One of my areas of focus, recently, has been the development of a universal and zero-effort way of converting text-based documents (and even images) into PDF files, so that they could fit into my RAG pipelines, that are optimized for that format. In the end, after almost 30 "This is the last git commit", I came up with PdfItDown, a python package capable of transforming the most commonly used file formats into PDF, and it can do so with single or multiple files (and even entire folders!).
After that, tho, I wasn't satisfied: converting files to PDF is ok, but they're unplugged from the main ingest-into-DB pipeline, which might be still a lot of effort to design and optimize. Then it came the idea: why don't I create a standardized, simple and yet powerful, fully-automated procedure to go from a non-PDF file to vector data loaded into a database?
The tools were already there:

  • PdfItDown can handle file transformation
  • LlamaIndex has the readers to turn PDFs into text files
  • Chonkie offers a versatile and mighty chunking toolbox
  • Sentence Transformers are a widely use embeddings library that could provide text encoders
  • Qdrant is an easy-to-set-up, highly performing and scalable vector database, that offers numerous functionalities (among which hybrid search and metadata filtering).

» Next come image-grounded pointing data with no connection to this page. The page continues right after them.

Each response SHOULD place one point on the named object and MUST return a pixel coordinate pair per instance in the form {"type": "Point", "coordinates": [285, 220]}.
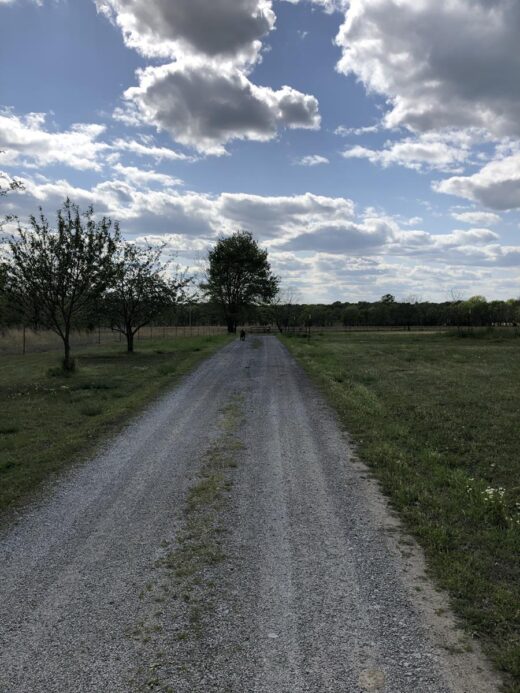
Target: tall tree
{"type": "Point", "coordinates": [58, 273]}
{"type": "Point", "coordinates": [238, 276]}
{"type": "Point", "coordinates": [140, 291]}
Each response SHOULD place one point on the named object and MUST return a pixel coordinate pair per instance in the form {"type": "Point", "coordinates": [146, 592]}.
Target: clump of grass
{"type": "Point", "coordinates": [8, 430]}
{"type": "Point", "coordinates": [57, 417]}
{"type": "Point", "coordinates": [436, 419]}
{"type": "Point", "coordinates": [92, 410]}
{"type": "Point", "coordinates": [185, 585]}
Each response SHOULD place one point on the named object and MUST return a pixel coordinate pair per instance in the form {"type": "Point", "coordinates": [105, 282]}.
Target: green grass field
{"type": "Point", "coordinates": [48, 421]}
{"type": "Point", "coordinates": [437, 419]}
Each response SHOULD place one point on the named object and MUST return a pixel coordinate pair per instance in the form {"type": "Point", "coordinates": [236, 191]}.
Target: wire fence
{"type": "Point", "coordinates": [21, 340]}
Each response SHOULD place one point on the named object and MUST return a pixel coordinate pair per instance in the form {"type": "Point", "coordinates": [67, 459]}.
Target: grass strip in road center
{"type": "Point", "coordinates": [436, 418]}
{"type": "Point", "coordinates": [48, 420]}
{"type": "Point", "coordinates": [180, 602]}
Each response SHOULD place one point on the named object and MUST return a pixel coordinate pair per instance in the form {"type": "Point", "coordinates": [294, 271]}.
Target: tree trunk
{"type": "Point", "coordinates": [68, 362]}
{"type": "Point", "coordinates": [129, 341]}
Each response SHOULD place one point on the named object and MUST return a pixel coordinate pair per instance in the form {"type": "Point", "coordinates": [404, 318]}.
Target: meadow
{"type": "Point", "coordinates": [49, 420]}
{"type": "Point", "coordinates": [436, 418]}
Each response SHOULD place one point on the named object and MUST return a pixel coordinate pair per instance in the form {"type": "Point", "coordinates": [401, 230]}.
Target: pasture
{"type": "Point", "coordinates": [436, 417]}
{"type": "Point", "coordinates": [48, 420]}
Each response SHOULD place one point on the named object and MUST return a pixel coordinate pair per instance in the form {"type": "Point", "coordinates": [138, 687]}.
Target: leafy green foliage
{"type": "Point", "coordinates": [51, 418]}
{"type": "Point", "coordinates": [239, 276]}
{"type": "Point", "coordinates": [139, 290]}
{"type": "Point", "coordinates": [56, 275]}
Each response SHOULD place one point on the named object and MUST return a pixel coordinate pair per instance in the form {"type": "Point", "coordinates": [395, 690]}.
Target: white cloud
{"type": "Point", "coordinates": [496, 185]}
{"type": "Point", "coordinates": [280, 218]}
{"type": "Point", "coordinates": [230, 29]}
{"type": "Point", "coordinates": [344, 131]}
{"type": "Point", "coordinates": [481, 218]}
{"type": "Point", "coordinates": [429, 151]}
{"type": "Point", "coordinates": [204, 98]}
{"type": "Point", "coordinates": [25, 140]}
{"type": "Point", "coordinates": [205, 105]}
{"type": "Point", "coordinates": [312, 160]}
{"type": "Point", "coordinates": [440, 64]}
{"type": "Point", "coordinates": [146, 147]}
{"type": "Point", "coordinates": [317, 243]}
{"type": "Point", "coordinates": [141, 176]}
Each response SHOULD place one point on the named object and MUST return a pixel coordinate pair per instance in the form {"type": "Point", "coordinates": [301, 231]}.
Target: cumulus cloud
{"type": "Point", "coordinates": [481, 218]}
{"type": "Point", "coordinates": [147, 148]}
{"type": "Point", "coordinates": [166, 29]}
{"type": "Point", "coordinates": [343, 238]}
{"type": "Point", "coordinates": [439, 64]}
{"type": "Point", "coordinates": [496, 185]}
{"type": "Point", "coordinates": [429, 151]}
{"type": "Point", "coordinates": [26, 140]}
{"type": "Point", "coordinates": [344, 131]}
{"type": "Point", "coordinates": [204, 98]}
{"type": "Point", "coordinates": [279, 218]}
{"type": "Point", "coordinates": [140, 176]}
{"type": "Point", "coordinates": [312, 160]}
{"type": "Point", "coordinates": [205, 106]}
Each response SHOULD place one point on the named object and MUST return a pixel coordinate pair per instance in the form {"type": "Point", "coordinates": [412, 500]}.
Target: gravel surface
{"type": "Point", "coordinates": [312, 594]}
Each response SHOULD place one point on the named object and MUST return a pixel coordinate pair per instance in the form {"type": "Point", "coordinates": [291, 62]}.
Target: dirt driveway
{"type": "Point", "coordinates": [227, 540]}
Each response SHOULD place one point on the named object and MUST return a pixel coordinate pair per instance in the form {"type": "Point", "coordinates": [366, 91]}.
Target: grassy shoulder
{"type": "Point", "coordinates": [436, 417]}
{"type": "Point", "coordinates": [48, 420]}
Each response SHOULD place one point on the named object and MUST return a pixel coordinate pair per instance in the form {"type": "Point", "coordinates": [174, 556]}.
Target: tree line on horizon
{"type": "Point", "coordinates": [80, 274]}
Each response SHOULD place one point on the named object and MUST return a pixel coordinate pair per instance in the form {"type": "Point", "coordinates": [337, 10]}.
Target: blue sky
{"type": "Point", "coordinates": [372, 146]}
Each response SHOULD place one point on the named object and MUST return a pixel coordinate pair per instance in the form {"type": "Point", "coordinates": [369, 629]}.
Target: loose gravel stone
{"type": "Point", "coordinates": [311, 596]}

What's even better? All these tools are open source!🎉

So it was just a matter of combining them - and that's how ingest-anything came to life:

ingest-anything workflow

Simple, elegant and all-in-one!

Let's see how we can use it to ingest files:

  1. We install it:
pip install ingest-anything 
# or, if you prefer a faster installation
uv pip install ingest-anything
  1. We set up a local Qdrant instance with Docker:
docker run -p 6333:6333 -p 6334:6334 qdrant/qdrant:latest
  1. We initialize the ingestor:
from ingest_anything.ingestionn import IngestAnything, QdrantClient, AsyncQdrantClient

ingestor = IngestAnything(qdrant_client = QdrantClient("http://localhost:6333"), async_qdrant_client = AsyncQdrantClient("http://localhost:6333"), collection_name = "flowers", hybrid_search=True)
  1. We ingest our files...:
ingestor.ingest(chunker="late", files_or_dir=['tests/data/test.docx', 'tests/data/test0.png', 'tests/data/test1.csv', 'tests/data/test2.json', 'tests/data/test3.md', 'tests/data/test4.xml', 'tests/data/test5.zip'], embedding_model="sentence-transformers/all-MiniLM-L6-v2")
  1. Or an entire directory!
# with a directory
ingestor.ingest(chunker="token", files_or_dir="tests/data", tokenizer="gpt2", embedding_model="sentence-transformers/all-MiniLM-L6-v2")

And we're done! In three lines of code we've ingested all non-PDF files (in a list or in a directory) into a Qdrant collection, which we can now query for RAG purposes!

As you can see, you can act on several levels, customizing the embedding model, the chunking method (check out Chonkie docs for this), the tokenizer (when necessary), a lot of chunking parameters (that you can optionally set or leave as default), and you can also turn on and off the hybrid search, (optionally) choosing the sparse model to use among the ones available through FastEmbed.

So what are you waiting? Grab your PC and try this out: I can guarantee that speedrunning effortlessly through documents ingestion in a vector DB is highly satisfying (and addictive)!